Le président chinois Xi Jinping prend la parole lors de la cérémonie d'ouverture du Forum de la CNCC à Pékin.
©MARK SCHIEFELBEIN / PISCINE / AFP

Le point de vue de Dov Zerah

La Chine entre nationalisme exacerbé et enfermement

Malgré la crise sanitaire, les indices d’amélioration sur le plan économique sont nombreux pour la Chine. Le pouvoir a néanmoins profité de la crise sanitaire pour accentuer sa mainmise sur la société et les tensions avec les puissances occidentales se multiplient.

Dov Zerah

Dov Zerah

Ancien élève de l’École nationale d’administration (ENA), Dov ZERAH a été directeur des Monnaies et médailles.

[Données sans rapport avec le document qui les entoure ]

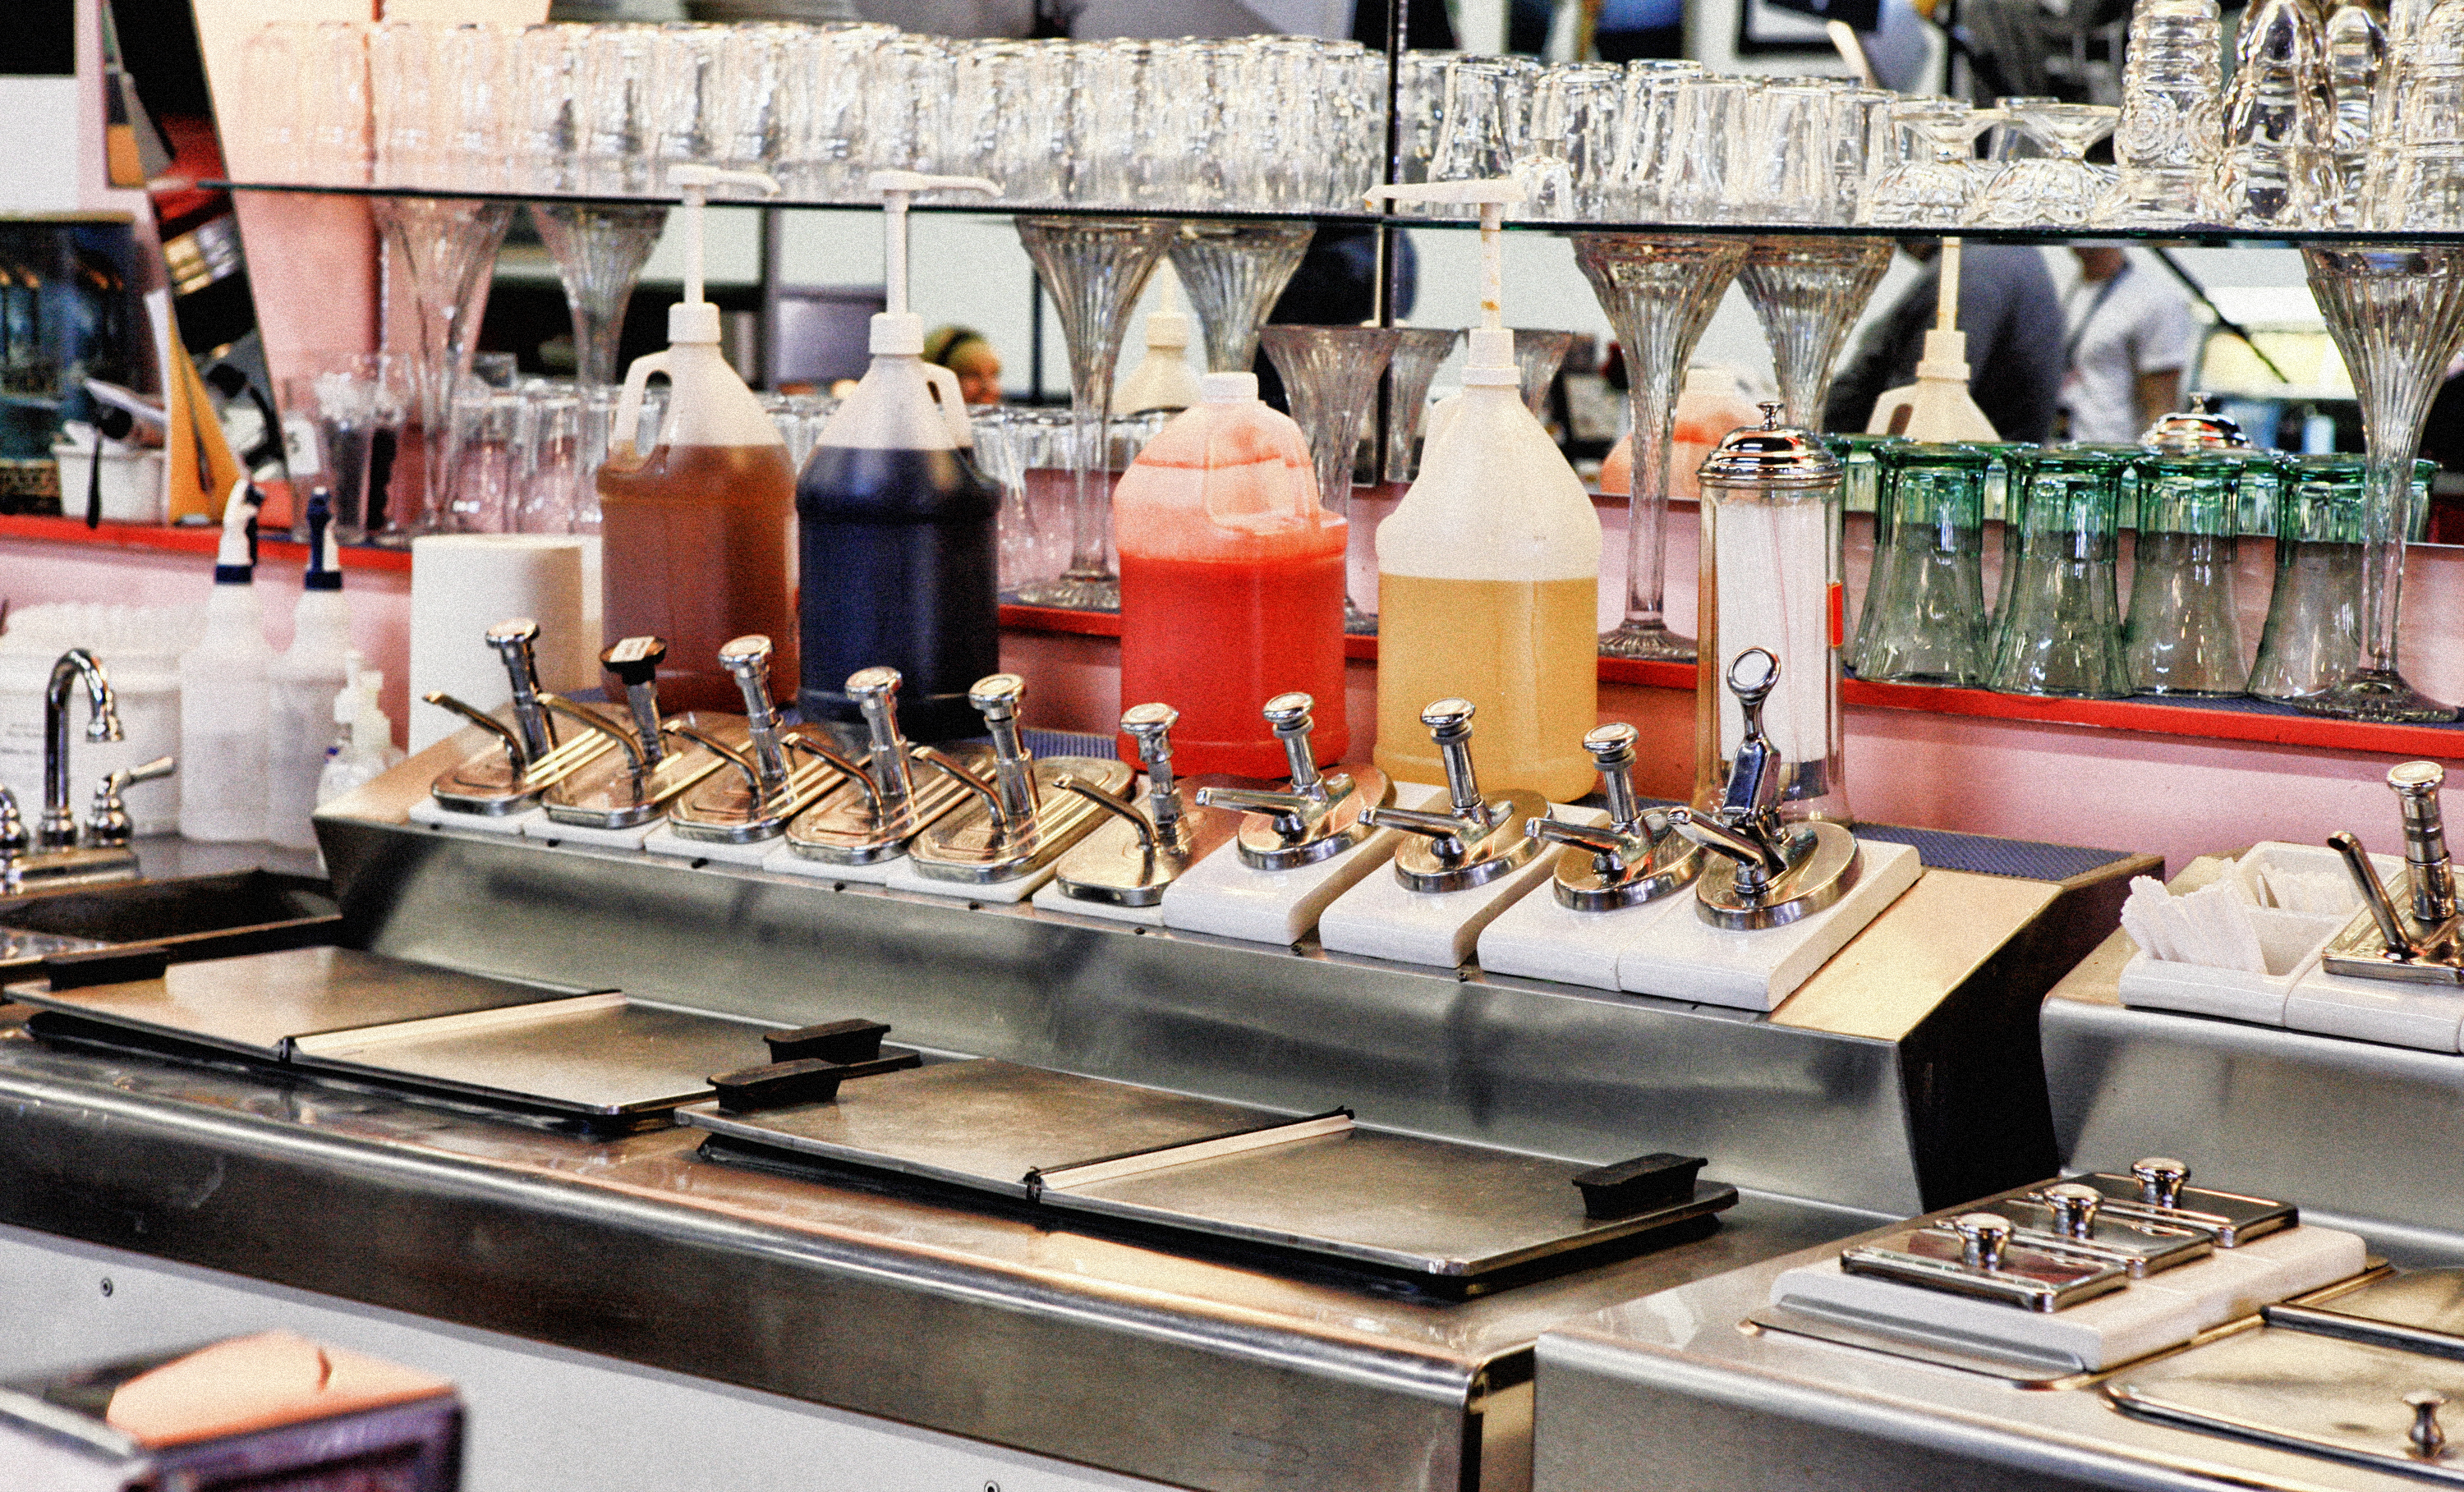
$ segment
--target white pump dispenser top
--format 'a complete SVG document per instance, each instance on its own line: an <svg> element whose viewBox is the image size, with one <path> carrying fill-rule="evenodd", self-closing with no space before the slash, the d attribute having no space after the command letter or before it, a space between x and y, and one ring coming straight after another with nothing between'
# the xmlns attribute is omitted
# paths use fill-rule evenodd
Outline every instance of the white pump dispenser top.
<svg viewBox="0 0 2464 1492"><path fill-rule="evenodd" d="M1369 189L1373 207L1384 198L1472 203L1480 208L1480 324L1472 328L1469 357L1463 364L1467 388L1523 386L1522 375L1514 366L1514 333L1506 324L1506 209L1524 195L1521 182L1503 176Z"/></svg>
<svg viewBox="0 0 2464 1492"><path fill-rule="evenodd" d="M1189 365L1189 316L1180 309L1179 281L1170 264L1155 266L1155 308L1147 313L1146 356L1112 385L1112 413L1186 409L1199 402L1198 374Z"/></svg>
<svg viewBox="0 0 2464 1492"><path fill-rule="evenodd" d="M818 444L858 450L970 450L975 437L958 375L924 361L924 318L907 309L907 208L919 191L999 193L1001 187L980 176L919 171L875 171L864 184L881 193L889 309L872 318L872 366L822 427Z"/></svg>
<svg viewBox="0 0 2464 1492"><path fill-rule="evenodd" d="M241 477L223 499L223 538L214 551L214 583L252 585L256 581L256 509L265 499Z"/></svg>
<svg viewBox="0 0 2464 1492"><path fill-rule="evenodd" d="M907 209L919 191L979 191L1001 195L998 183L981 176L927 176L921 171L875 171L867 191L881 193L882 282L888 307L872 318L872 355L913 358L924 351L924 318L907 309Z"/></svg>
<svg viewBox="0 0 2464 1492"><path fill-rule="evenodd" d="M625 391L617 396L614 428L641 428L642 391L650 375L665 373L670 385L666 428L653 445L784 446L785 439L761 401L719 356L718 307L702 294L702 208L710 200L710 189L744 186L774 192L779 184L759 171L723 171L698 165L676 166L669 171L668 180L683 191L685 199L685 297L668 308L666 350L635 358L625 370Z"/></svg>

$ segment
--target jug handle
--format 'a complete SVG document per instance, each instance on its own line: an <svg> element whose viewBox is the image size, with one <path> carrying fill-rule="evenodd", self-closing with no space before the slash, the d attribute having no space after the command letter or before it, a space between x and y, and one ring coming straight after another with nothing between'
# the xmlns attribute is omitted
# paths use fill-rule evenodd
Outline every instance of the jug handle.
<svg viewBox="0 0 2464 1492"><path fill-rule="evenodd" d="M934 402L941 406L942 423L950 427L950 444L960 450L973 450L975 431L967 424L967 396L958 391L958 375L937 362L923 364L924 381L933 385Z"/></svg>
<svg viewBox="0 0 2464 1492"><path fill-rule="evenodd" d="M633 365L625 370L625 391L616 396L616 427L607 432L610 449L614 448L619 432L623 433L627 445L633 444L634 437L641 433L642 395L649 387L650 375L668 372L668 354L664 352L645 353L635 358ZM670 377L673 375L670 374ZM651 444L656 445L657 442Z"/></svg>

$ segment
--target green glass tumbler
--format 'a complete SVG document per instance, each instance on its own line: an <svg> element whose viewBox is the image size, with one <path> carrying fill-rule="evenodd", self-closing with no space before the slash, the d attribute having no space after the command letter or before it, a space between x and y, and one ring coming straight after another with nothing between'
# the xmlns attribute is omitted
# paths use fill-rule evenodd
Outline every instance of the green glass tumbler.
<svg viewBox="0 0 2464 1492"><path fill-rule="evenodd" d="M1875 452L1882 482L1874 569L1858 619L1857 676L1984 682L1985 474L1991 452L1904 442Z"/></svg>
<svg viewBox="0 0 2464 1492"><path fill-rule="evenodd" d="M2233 597L2245 484L2275 463L2251 450L2151 450L2136 463L2139 538L2123 656L2142 694L2227 696L2250 683Z"/></svg>
<svg viewBox="0 0 2464 1492"><path fill-rule="evenodd" d="M2137 454L2055 446L2005 457L2017 511L2002 530L1987 688L2092 699L2130 691L2115 560L2122 472Z"/></svg>

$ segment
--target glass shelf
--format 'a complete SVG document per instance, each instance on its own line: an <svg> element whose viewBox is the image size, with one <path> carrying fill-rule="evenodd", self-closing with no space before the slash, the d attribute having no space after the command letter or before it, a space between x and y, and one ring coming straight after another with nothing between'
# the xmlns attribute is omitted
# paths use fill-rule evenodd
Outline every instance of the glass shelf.
<svg viewBox="0 0 2464 1492"><path fill-rule="evenodd" d="M201 181L201 187L216 191L283 192L309 196L339 197L453 197L481 202L570 202L604 203L629 206L675 207L681 197L666 196L598 196L577 192L537 191L459 191L442 187L422 186L327 186L289 182ZM780 208L811 212L869 212L880 210L881 204L869 199L817 201L787 197L713 197L715 208ZM980 199L965 202L918 202L914 211L961 217L1169 217L1206 218L1211 220L1278 223L1315 222L1341 223L1374 227L1380 223L1397 228L1476 229L1474 218L1436 218L1381 212L1261 212L1234 208L1175 209L1165 212L1142 211L1135 208L1091 207L1006 207L987 205ZM2264 248L2294 249L2303 244L2343 244L2369 246L2384 244L2390 248L2429 244L2464 244L2464 229L2447 232L2410 230L2401 233L2366 232L2357 229L2317 229L2286 232L2281 229L2265 230L2233 228L1859 228L1836 223L1594 223L1568 222L1558 219L1509 218L1506 227L1513 232L1542 233L1673 233L1714 237L1750 236L1756 238L1943 238L1957 237L1969 243L1983 244L2063 244L2076 239L2122 241L2141 244L2189 244L2200 248Z"/></svg>

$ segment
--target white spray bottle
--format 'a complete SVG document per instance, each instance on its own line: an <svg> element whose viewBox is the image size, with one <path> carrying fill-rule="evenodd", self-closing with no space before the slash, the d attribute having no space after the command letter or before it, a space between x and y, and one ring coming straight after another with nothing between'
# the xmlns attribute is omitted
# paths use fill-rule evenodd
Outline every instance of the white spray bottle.
<svg viewBox="0 0 2464 1492"><path fill-rule="evenodd" d="M334 700L350 678L351 608L334 562L333 514L323 488L308 499L308 573L293 614L291 650L267 675L265 837L314 849L308 822L334 735Z"/></svg>
<svg viewBox="0 0 2464 1492"><path fill-rule="evenodd" d="M180 655L180 833L253 840L265 832L265 613L256 594L256 509L243 477L223 504L206 631Z"/></svg>
<svg viewBox="0 0 2464 1492"><path fill-rule="evenodd" d="M317 806L356 792L402 760L393 743L393 718L377 703L385 691L385 674L363 668L366 660L346 654L350 682L334 696L334 743L325 748L325 769L317 779Z"/></svg>
<svg viewBox="0 0 2464 1492"><path fill-rule="evenodd" d="M1146 356L1112 390L1115 417L1149 409L1187 409L1198 403L1198 374L1189 365L1189 314L1180 309L1179 281L1172 266L1158 264L1155 308L1147 313Z"/></svg>

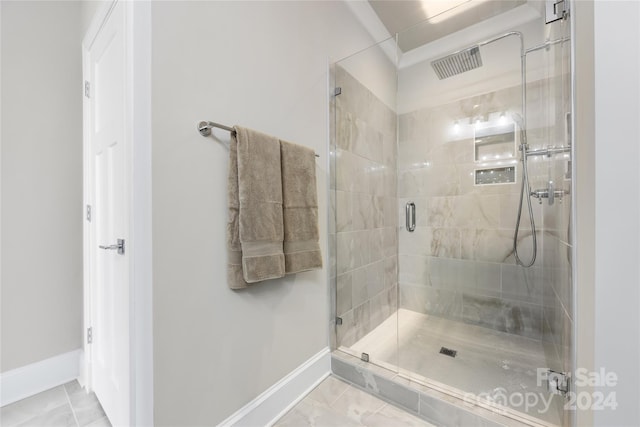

Ancien directeur général de l'Agence française de développement (AFD), il a également été président de Proparco, filiale de l’AFD spécialisée dans le financement du secteur privé et censeur d'OSEO.

Auteur de sept livres et de très nombreux articles, Dov ZERAH a enseigné à l’Institut d’études politiques de Paris (Sciences Po), à l’ENA, ainsi qu’à l’École des hautes études commerciales de Paris (HEC). Conseiller municipal de Neuilly-sur-Seine de 2008 à 2014, et à nouveau depuis 2020. Administrateur du Consistoire de Paris de 1998 à 2006 et de 2010 à 2018, il en a été le président en 2010.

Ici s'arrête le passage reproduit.